Because of this, none of the newspapers have been able to reveal who really purchased the ads.
They did reveal, however, that full-page ads in all three papers would cost more than $150,000.
@globeandmail I am not impressed with your unwillingness to share pertinent information regarding these anti-teacher attack ads. My husband and I are both teachers and subscribers. We’ve put up with late deliveries, low quality production and now this. Do the right thing https://t.co/Xmooha88cZ— the_mcctrish (@the_mcctrish) February 4, 2020
There are several theories floating around about who's behind the politically-driven ads, but none have yet to be confirmed.
Some thought a group called Working Families Ontario might be behind them because of the similarities in their names, but the group put out a public statement saying they are "in no way, shape or form affiliated with Vaughan Working Families."
Working Families is in no way, shape or form affiliated with Vaughan Working Families.
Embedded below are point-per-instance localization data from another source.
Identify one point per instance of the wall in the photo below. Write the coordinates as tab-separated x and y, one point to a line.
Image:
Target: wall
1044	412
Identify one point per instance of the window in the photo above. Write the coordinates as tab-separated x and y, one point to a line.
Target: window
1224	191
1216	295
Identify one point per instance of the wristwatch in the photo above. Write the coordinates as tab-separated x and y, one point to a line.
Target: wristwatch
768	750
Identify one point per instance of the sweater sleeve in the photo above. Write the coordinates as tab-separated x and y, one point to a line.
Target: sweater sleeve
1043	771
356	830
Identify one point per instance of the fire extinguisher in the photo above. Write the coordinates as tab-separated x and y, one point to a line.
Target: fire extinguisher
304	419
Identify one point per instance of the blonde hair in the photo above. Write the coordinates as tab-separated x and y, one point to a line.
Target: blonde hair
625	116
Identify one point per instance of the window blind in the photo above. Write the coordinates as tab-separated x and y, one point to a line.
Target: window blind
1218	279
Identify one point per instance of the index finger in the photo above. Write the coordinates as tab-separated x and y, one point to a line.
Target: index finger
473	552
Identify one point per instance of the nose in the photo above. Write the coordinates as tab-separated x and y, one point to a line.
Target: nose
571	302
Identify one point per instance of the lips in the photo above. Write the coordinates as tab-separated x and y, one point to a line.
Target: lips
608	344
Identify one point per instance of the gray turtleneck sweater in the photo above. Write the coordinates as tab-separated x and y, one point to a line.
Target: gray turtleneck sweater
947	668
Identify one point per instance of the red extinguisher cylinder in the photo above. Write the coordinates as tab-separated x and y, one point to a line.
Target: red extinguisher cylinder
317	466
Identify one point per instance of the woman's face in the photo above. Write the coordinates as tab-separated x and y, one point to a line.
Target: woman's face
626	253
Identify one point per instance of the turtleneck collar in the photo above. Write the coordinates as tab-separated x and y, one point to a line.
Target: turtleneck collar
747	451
The attribution is incorrectly associated with Working Families. We are taking steps to correct this. Any information about this group would be appreciated. #onpoli— Working Families Ontario (@WFOntario) February 2, 2020
The vast majority seem to believe that Premier Doug Ford and Education Minister Stephen Lecce are behind the ads, as they include many of the same anti-teacher talking points that have been repeatedly expressed by both of them.
How does a group materialize suddenly out of thin air & raise $150,000 to place ads in 4 major newspapers to attack teachers who are defending our schools against @fordnation’s untested experiments? Why do the ads echo talking points of @Sflecce? #onpoli https://t.co/DCVEMeaJfc— Penny Gill (@PennyGill3) February 4, 2020
A spokesperson for Lecce told Global News the Ontario government was in no way involved with the ads, but many aren't buying it.
The provincial NDP is now calling on Elections Ontario to investigate the ads as they "may break the rules that prohibit this kind of dark money politics during an election in Ontario."
"Vaughan Working Families looks like a shell group, and Ontarians deserve to know where the piles of money to attack teachers is coming from," said MPP Taras Natyshak, the NDP’s ethics and accountability critic, in a statement.
"Third parties have to play by the rules in Ontario, and Doug Ford can’t look the other way so his buddies can use PC Party messaging to attack teachers and help his agenda of cuts to education."
The mysterious ads come as this week is filled with escalated job action from all of Ontario's biggest teachers' unions.